7. The Scottish Government Accounts Commission examines how Scotland’s 32 councils manage their finances, helps these bodies manage their resources efficiently and effectively, promotes Best Value and publishes information every year about how councils perform. Stirling Council is to be commended as the Audit Commission reports the ‘The (Stirling) Council continues to perform well relative to other councils.’ However, given that the residents of the Stirling Council area are facing more cuts to services and further budget cuts despite one of Audit Scotland’s goals is to promote value. Value is delivering services more effectively not cutting services to make money.
a) Does Stirling Council believe that the Scottish Government Accounts
Commission/Audit Scotland helps it to manage its resources efficiently and
effectively whilst promoting best value?
The Council seeks to deliver the highest quality services wherever it can but is doing so against a backdrop of ongoing budget pressures. The Accounts
Commission/Audit Scotland play a critical role in Scottish public life in supporting public services to examine areas of weakness and strength and to identify long and short term issues to address.
8. In the latest Stirling Council accounts (2021/22) 6 of the 10 Best Value
recommendations had been implemented. One of the four targets yet to be fully implemented from the 2018/19 Best Value report by the Audit Commission was carrying out a residents’ satisfaction survey and demonstrating how it uses the results to inform future Council decisions.
a) Are there demonstrable plans in place that Stirling Council is going to implement this recommendation?
b) If yes, when and how?
The Council has undertaken Resident’s Surveys in 2000, 2002, 2005, 2008, 2011 and 2019.
For the 2022 Resident’s Survey additional questions on public performance reporting were added. The survey results were shared with senior managers.
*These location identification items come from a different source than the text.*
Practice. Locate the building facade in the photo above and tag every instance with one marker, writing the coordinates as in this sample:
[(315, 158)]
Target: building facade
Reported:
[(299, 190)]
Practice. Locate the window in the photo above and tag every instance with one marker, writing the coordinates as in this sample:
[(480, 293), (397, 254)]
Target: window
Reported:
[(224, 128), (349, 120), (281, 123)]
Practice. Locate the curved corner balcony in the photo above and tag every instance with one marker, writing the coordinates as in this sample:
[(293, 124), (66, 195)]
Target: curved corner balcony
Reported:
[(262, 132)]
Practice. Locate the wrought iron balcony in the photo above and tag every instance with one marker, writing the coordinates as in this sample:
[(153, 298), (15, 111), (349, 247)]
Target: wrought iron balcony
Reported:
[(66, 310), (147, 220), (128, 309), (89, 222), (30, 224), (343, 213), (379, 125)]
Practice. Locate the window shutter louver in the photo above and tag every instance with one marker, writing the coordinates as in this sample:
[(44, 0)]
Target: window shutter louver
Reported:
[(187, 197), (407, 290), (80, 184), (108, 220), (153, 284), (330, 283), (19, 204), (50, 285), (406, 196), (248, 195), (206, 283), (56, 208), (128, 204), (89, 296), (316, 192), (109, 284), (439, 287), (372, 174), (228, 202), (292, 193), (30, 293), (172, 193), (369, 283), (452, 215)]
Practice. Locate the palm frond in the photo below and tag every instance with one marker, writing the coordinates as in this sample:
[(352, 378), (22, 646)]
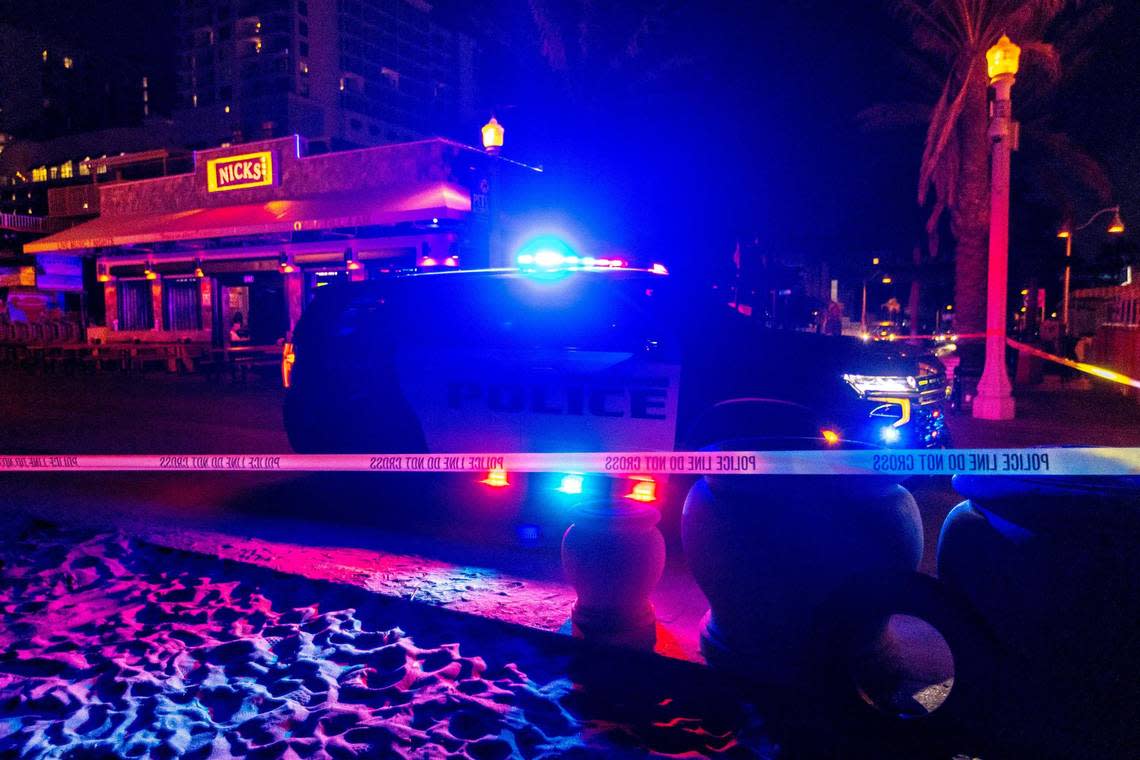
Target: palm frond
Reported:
[(943, 123), (889, 115), (1044, 57)]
Thank you for taking the time to engage in ‘The Big Conversation’.
I hope this is satisfactory for your purposes and advise this enquiry has now been closed.”
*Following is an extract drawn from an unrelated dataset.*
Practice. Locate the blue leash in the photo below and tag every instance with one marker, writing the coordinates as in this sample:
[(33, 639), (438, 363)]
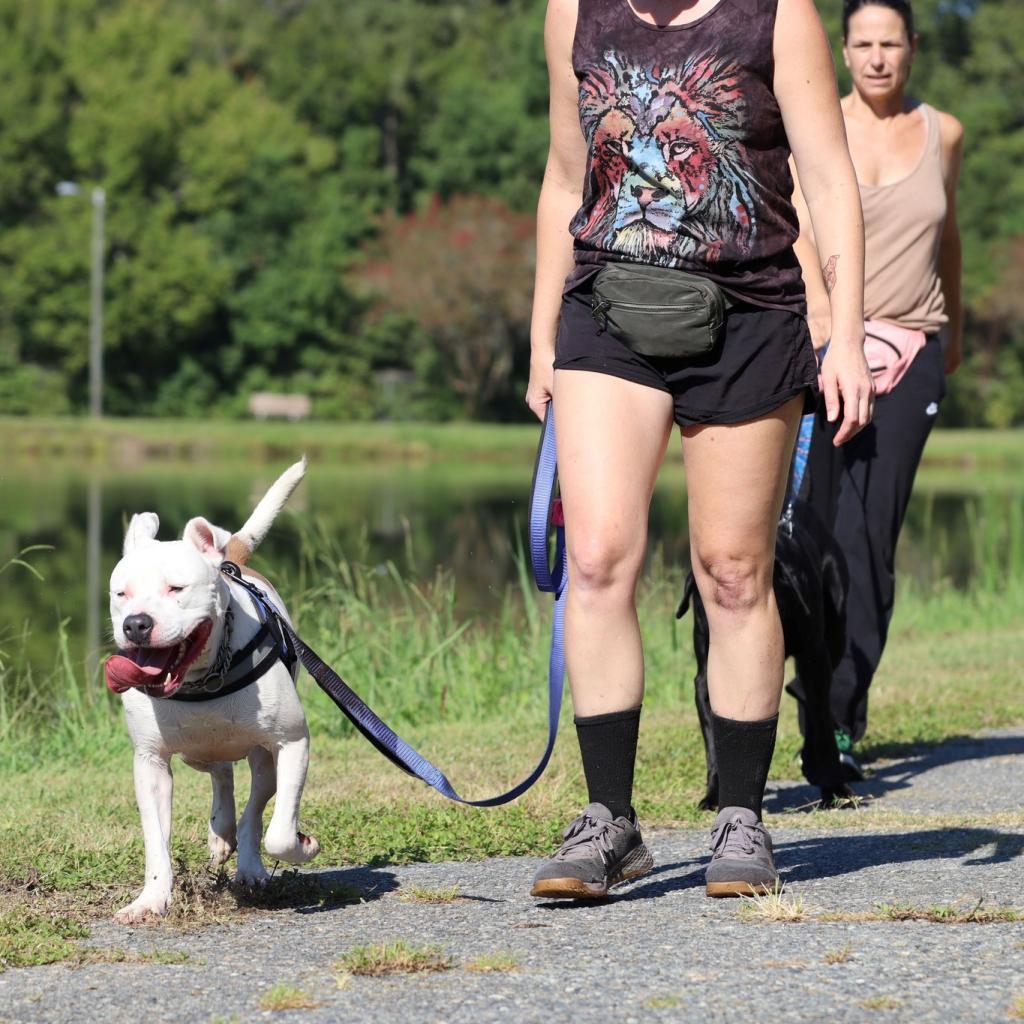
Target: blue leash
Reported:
[(549, 579), (800, 457)]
CRF reiterated that although the budget gap is £13m, there are things that have already been communicated to reduce this gap.
10. Any Other Business
- A resident went to Road Expo Scotland and mentioned some Government level funding to use technology to get people out of their cars (Mobility as a Service). DM is to look into this with the National Park.
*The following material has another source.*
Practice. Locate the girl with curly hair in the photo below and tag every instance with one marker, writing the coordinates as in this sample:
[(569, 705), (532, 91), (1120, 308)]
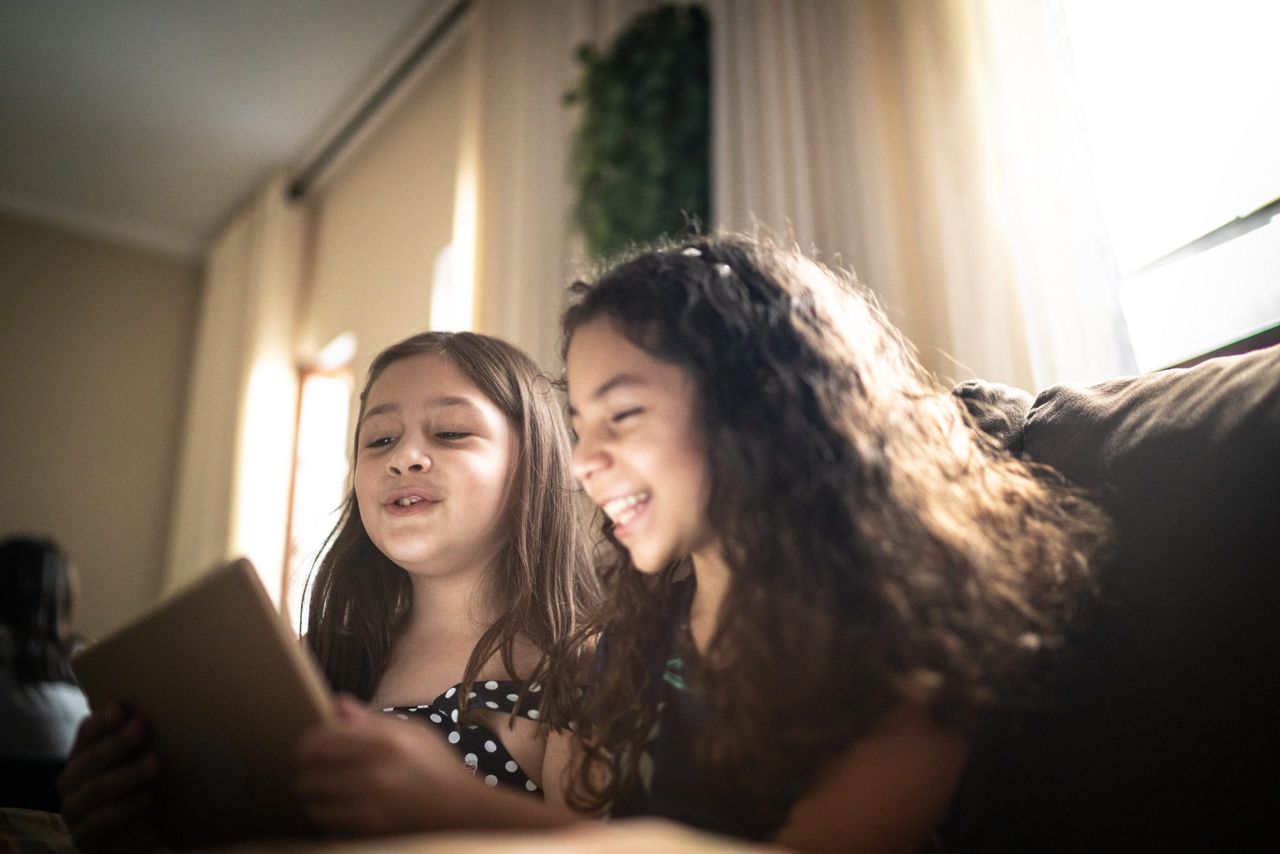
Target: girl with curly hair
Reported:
[(822, 581)]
- Ewan Mackay of DCDT noted that they could put a community package together but that it would take a project manager, and also requires getting in touch with other communities.
- A grant was applied for, for compost etc for Drymen in Bloom. This has been agreed by the Council.
- DCC and DCDT are looking for volunteers to come forward to create a transport working group to tackle these issues.
- Hospital transport was mentioned as it was discussed that there is IT help available to create a volunteer portal. This volunteer portal would allow residents in need of transport to be matched with someone able to take them.
- Stirling Council are looking for Community Heros; if you know of someone who does a lot in the community and deserves some recognition, applications are to be in by 14th January.
- There is an initiative for climate grants for £250-1500. This would be to promote or help climate change awareness within the community and come up with new ways of taking action and supporting communities in creating a sustainable future. Anyone can apply if they link with a community organisation. Applications are open until 10th February 2024.
- DCC drew everyone’s attention to the DCC Facebook page as it has useful
- SR wanted to make attendees aware of an organisation Recyke a Bike. They have free bikes are available for those who need them for active travel etc. They will also be back at the Village Hall at the end of February to carry out small repairs and provide a bike maintenance class.